An electron falls from rest through a vertical distance h in a uniform and vertically upward directed electric field E. The direction of electric field is now reversed, keeping its magnitude the same. A proton is allowed to fall from rest in it through the same vertical distance h. The time of fall of the electron, in comparison to the time of fall of the proton is ?

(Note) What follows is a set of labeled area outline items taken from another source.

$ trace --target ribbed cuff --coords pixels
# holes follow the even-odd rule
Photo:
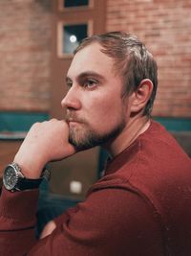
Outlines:
[[[10,192],[4,186],[0,198],[0,218],[10,222],[32,224],[35,221],[39,190]],[[1,223],[0,229],[3,229]]]

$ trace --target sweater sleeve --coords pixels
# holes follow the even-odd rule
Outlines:
[[[159,256],[161,234],[148,205],[123,189],[93,192],[59,217],[55,230],[34,239],[37,191],[3,191],[0,204],[0,255]]]
[[[38,190],[15,192],[4,187],[0,198],[0,255],[24,255],[35,241]]]
[[[137,194],[106,188],[56,220],[57,227],[29,256],[161,256],[161,230],[155,213]]]

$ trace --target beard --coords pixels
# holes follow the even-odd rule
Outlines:
[[[79,127],[70,128],[69,142],[77,151],[85,151],[96,146],[103,146],[112,142],[124,128],[125,121],[121,120],[115,128],[106,133],[99,134],[89,128],[88,124],[81,122]]]

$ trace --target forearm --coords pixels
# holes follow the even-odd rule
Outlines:
[[[0,255],[24,255],[35,244],[37,198],[38,190],[11,193],[3,188],[0,198]]]

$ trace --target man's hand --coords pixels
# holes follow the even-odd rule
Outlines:
[[[75,152],[69,143],[69,127],[65,121],[52,119],[34,124],[14,157],[28,178],[38,178],[44,166]]]

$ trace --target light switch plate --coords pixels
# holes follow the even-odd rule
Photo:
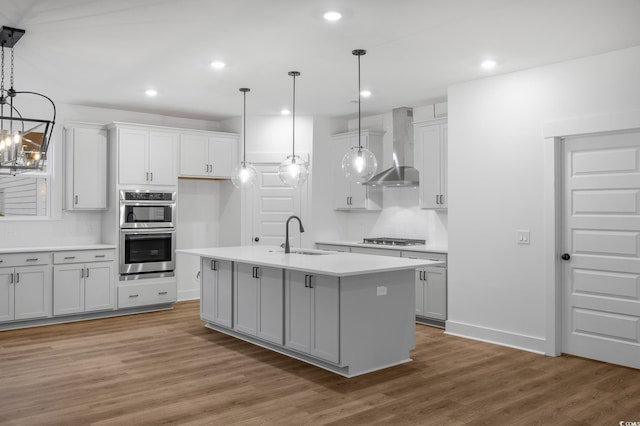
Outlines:
[[[518,229],[516,231],[516,243],[531,244],[531,233],[528,229]]]

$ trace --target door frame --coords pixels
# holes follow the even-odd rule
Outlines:
[[[307,152],[297,152],[301,158],[307,161],[309,168],[311,168],[309,154]],[[290,155],[287,152],[258,152],[252,153],[251,159],[253,164],[280,164],[284,159]],[[313,218],[311,217],[312,209],[309,206],[309,188],[311,188],[311,170],[309,170],[309,177],[307,181],[300,187],[300,216],[304,219],[305,232],[301,235],[301,242],[303,247],[307,247],[313,243]],[[240,214],[241,214],[241,229],[240,229],[240,245],[251,245],[251,238],[253,236],[253,190],[243,190],[241,193],[240,201]]]
[[[640,130],[640,111],[576,117],[543,123],[544,137],[544,282],[546,293],[545,354],[562,353],[563,275],[563,138]]]

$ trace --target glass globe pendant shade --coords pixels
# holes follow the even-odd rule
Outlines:
[[[378,160],[373,152],[354,146],[342,158],[342,172],[352,182],[365,183],[376,174]]]
[[[289,155],[280,163],[278,176],[285,185],[296,188],[307,181],[309,166],[299,155]]]
[[[250,188],[256,182],[258,172],[251,163],[241,162],[233,170],[231,182],[236,188]]]

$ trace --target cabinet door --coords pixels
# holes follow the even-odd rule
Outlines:
[[[206,136],[180,136],[180,176],[209,175],[209,139]]]
[[[177,185],[177,135],[149,133],[149,183]]]
[[[236,139],[225,137],[209,138],[210,175],[217,178],[231,178],[233,168],[236,166],[235,152]]]
[[[424,313],[425,317],[447,319],[447,270],[425,268]]]
[[[311,343],[311,291],[305,273],[285,271],[285,346],[309,353]]]
[[[258,333],[261,339],[282,345],[283,337],[283,279],[282,269],[260,267],[258,288]]]
[[[113,262],[85,265],[84,306],[86,312],[105,311],[116,307]]]
[[[440,192],[442,197],[440,198],[440,208],[446,209],[449,203],[448,189],[449,179],[448,175],[449,164],[449,127],[443,124],[440,127]]]
[[[338,278],[312,275],[311,340],[309,353],[331,362],[340,361],[340,288]]]
[[[118,129],[118,182],[145,185],[149,180],[149,132]]]
[[[51,267],[16,268],[15,319],[51,316]]]
[[[107,134],[97,128],[70,129],[72,169],[67,175],[69,209],[107,208]]]
[[[13,321],[13,268],[0,269],[0,322]]]
[[[416,269],[416,315],[424,316],[424,269]]]
[[[440,125],[416,126],[415,143],[420,171],[421,207],[439,209],[440,205]]]
[[[84,312],[84,274],[83,264],[53,267],[53,315]]]
[[[258,279],[255,266],[247,263],[235,264],[235,315],[233,328],[252,336],[257,335]]]

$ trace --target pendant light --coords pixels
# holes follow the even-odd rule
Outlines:
[[[41,93],[14,89],[14,46],[24,33],[24,30],[18,28],[0,29],[0,174],[15,175],[29,170],[42,170],[56,120],[56,105],[49,97]],[[4,86],[5,48],[11,49],[9,89],[5,89]],[[53,110],[52,117],[24,117],[16,105],[16,99],[22,99],[22,96],[18,95],[34,95],[48,101]]]
[[[358,146],[354,146],[342,158],[342,172],[352,182],[362,184],[373,177],[378,169],[378,161],[373,152],[362,146],[361,117],[360,117],[360,56],[365,55],[366,50],[356,49],[351,52],[358,57]]]
[[[293,77],[293,148],[291,155],[280,164],[278,176],[285,185],[296,188],[306,182],[309,177],[309,165],[299,155],[296,155],[296,77],[300,75],[298,71],[289,71]]]
[[[255,183],[258,172],[251,163],[247,163],[247,92],[251,91],[246,87],[240,88],[244,98],[242,110],[242,161],[233,170],[231,182],[236,188],[249,188]]]

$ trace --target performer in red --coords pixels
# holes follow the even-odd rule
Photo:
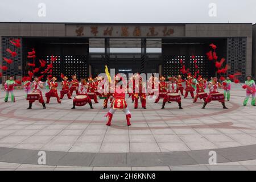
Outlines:
[[[182,79],[182,77],[181,75],[177,76],[177,85],[179,86],[179,89],[177,89],[177,93],[179,93],[179,90],[180,91],[180,93],[181,94],[181,96],[184,96],[183,94],[183,90],[184,88],[182,85],[182,82],[184,82],[184,80]]]
[[[49,92],[46,94],[46,104],[49,104],[50,98],[51,97],[56,97],[57,98],[57,101],[59,104],[61,104],[60,101],[60,97],[59,97],[58,92],[57,90],[57,87],[58,86],[58,84],[56,82],[57,78],[53,77],[52,81],[50,82],[50,90]]]
[[[43,105],[43,109],[46,109],[46,104],[44,103],[44,99],[43,98],[43,95],[42,94],[42,89],[43,89],[43,82],[40,81],[38,79],[38,77],[35,77],[34,78],[34,81],[32,82],[32,86],[31,87],[33,89],[33,90],[32,90],[32,93],[38,93],[39,94],[39,98],[38,100],[38,101],[42,104],[42,105]],[[29,94],[29,93],[28,93]],[[28,97],[29,97],[29,95],[28,95]],[[27,99],[29,99],[29,98],[27,98]],[[28,108],[27,108],[27,109],[32,109],[32,104],[33,104],[34,102],[35,102],[35,100],[29,100],[29,106]]]
[[[87,84],[88,86],[87,94],[89,95],[91,99],[93,99],[95,103],[98,103],[98,100],[97,98],[97,95],[95,93],[95,85],[93,84],[93,79],[92,77],[89,77],[88,78],[88,81],[89,83]]]
[[[155,103],[158,103],[160,98],[164,98],[167,93],[167,84],[166,82],[166,78],[163,76],[160,78],[160,82],[159,85],[159,94],[158,97],[156,98]]]
[[[62,90],[60,91],[60,99],[63,99],[65,94],[67,94],[68,98],[71,99],[71,96],[70,94],[70,91],[69,86],[70,82],[68,80],[68,78],[66,76],[63,77],[63,80],[61,82]]]
[[[179,109],[183,109],[181,107],[181,98],[179,93],[177,93],[177,89],[179,89],[179,86],[177,83],[175,82],[176,78],[170,77],[169,80],[170,81],[168,83],[168,88],[167,88],[167,93],[165,95],[163,101],[163,105],[162,106],[162,109],[164,109],[164,106],[166,105],[166,103],[168,102],[171,103],[171,101],[175,101],[179,105]]]
[[[223,109],[228,109],[225,105],[225,98],[224,94],[220,93],[218,92],[218,87],[221,87],[221,85],[217,82],[217,77],[214,77],[212,82],[209,82],[208,85],[209,89],[209,93],[205,101],[204,102],[204,106],[202,109],[205,109],[207,104],[210,102],[212,100],[218,101],[221,102]]]
[[[77,92],[79,95],[75,97],[74,100],[73,100],[73,107],[71,109],[76,109],[76,106],[84,106],[86,103],[89,103],[90,105],[90,109],[93,109],[92,106],[92,101],[90,97],[87,94],[87,89],[88,89],[86,80],[81,79],[81,82],[79,83],[79,86],[77,88]],[[85,96],[85,97],[80,97],[79,96]]]
[[[185,96],[184,98],[186,98],[188,97],[188,92],[190,93],[191,95],[191,97],[194,98],[194,93],[195,89],[192,86],[193,84],[193,80],[192,79],[192,77],[191,75],[188,76],[188,80],[186,80],[186,88],[185,89]]]
[[[138,90],[139,93],[134,93],[133,94],[135,97],[135,102],[134,102],[134,109],[138,108],[138,100],[139,100],[139,97],[141,99],[141,105],[142,108],[147,109],[146,107],[146,85],[145,83],[142,82],[142,78],[139,78],[139,85],[135,85],[137,86],[137,89]],[[136,89],[135,89],[136,90]],[[144,92],[144,93],[143,93]]]
[[[193,102],[196,102],[198,98],[200,97],[201,97],[204,99],[204,101],[205,101],[208,95],[205,92],[205,84],[204,82],[204,80],[202,78],[200,78],[198,83],[196,85],[196,96]]]
[[[70,95],[72,96],[73,95],[73,92],[76,91],[76,95],[79,95],[79,93],[77,92],[77,87],[79,86],[79,81],[77,79],[76,79],[76,76],[72,76],[72,80],[71,81],[71,86],[69,88]]]
[[[119,80],[119,82],[120,81],[122,81],[121,78]],[[108,121],[106,124],[106,125],[110,126],[113,114],[115,113],[116,110],[123,110],[123,113],[126,114],[127,125],[130,126],[131,123],[130,122],[130,119],[131,117],[131,115],[127,107],[126,101],[125,100],[125,91],[122,88],[122,84],[119,88],[115,87],[115,93],[114,94],[114,100],[111,104],[110,109],[105,115],[106,117],[108,117]]]

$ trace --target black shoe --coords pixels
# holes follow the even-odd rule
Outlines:
[[[44,102],[43,102],[42,104],[43,105],[43,109],[46,109],[46,104]]]
[[[225,102],[222,102],[221,104],[222,104],[223,109],[228,109],[228,108],[225,105]]]
[[[207,102],[204,102],[204,105],[203,106],[202,109],[204,109],[205,108],[205,106],[207,105]]]
[[[28,106],[28,108],[27,109],[32,109],[32,103],[30,103],[30,105]]]

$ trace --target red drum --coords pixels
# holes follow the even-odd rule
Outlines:
[[[159,93],[159,97],[160,98],[164,98],[164,97],[166,97],[166,94],[167,94],[167,92],[160,92]]]
[[[194,92],[195,91],[195,89],[193,88],[193,86],[187,86],[186,88],[185,89],[185,91],[186,92]]]
[[[224,94],[223,93],[212,93],[210,94],[212,101],[224,101]]]
[[[179,94],[176,93],[169,93],[168,94],[168,101],[179,101],[181,100]]]
[[[74,102],[76,106],[82,106],[87,104],[87,96],[77,96],[75,97]]]
[[[207,98],[208,95],[207,94],[207,93],[205,92],[200,92],[198,93],[198,96],[199,97],[200,99],[203,99]]]
[[[93,99],[94,98],[95,93],[94,92],[88,92],[87,94],[90,99]]]
[[[40,94],[39,92],[30,93],[27,94],[27,101],[38,101],[40,99]]]
[[[70,91],[76,91],[76,86],[71,86],[70,88],[69,88],[69,90]]]
[[[60,94],[64,95],[67,94],[69,92],[69,90],[60,90]]]

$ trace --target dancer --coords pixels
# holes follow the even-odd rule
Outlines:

An electron falls from rest through a vertical  distance h in a uniform and vertically upward directed electric field E. The direction of electric field is now reversed,  keeping its magnitude the same. A proton is allowed to fall from rest in it through the same vertical distance h. The time of fall of the electron, in comparison to the time of fall of the proton is ?

(a) smaller

(b) 5 times greater

(c) equal

(d) 10 times greater

Answer :  (a) smaller

$$ F = qE $$

 $$ a_e = \frac{eE}{m_e} $$

 $$ a_p = \frac{eE}{m_p} $$

\ Since \( m_p \gg m_e \), we have \( a_p \ll a_e \) Thus, the electron accelerates faster and falls quicker. Using the kinematic equation: 

 $$ s = ut + \frac{1}{2} a t^2 \quad \text{(with } u = 0 \text{)} $$

 $$ h = \frac{1}{2} a t^2 $$

 Solving for \( t \): $$ t = \sqrt{ \frac{2h}{a} } $$

 Time for electron: $$ t_e = \sqrt{ \frac{2 m_e h}{eE} } $$

 Time for proton: $$ t_p = \sqrt{ \frac{2 m_p h}{eE} } $$

 Comparing times: $$ \frac{t_p}{t_e} = \sqrt{ \frac{m_p}{m_e} } \approx \sqrt{1800} $$

 $$ t_p \gg t_e \Rightarrow t_e < t_p $$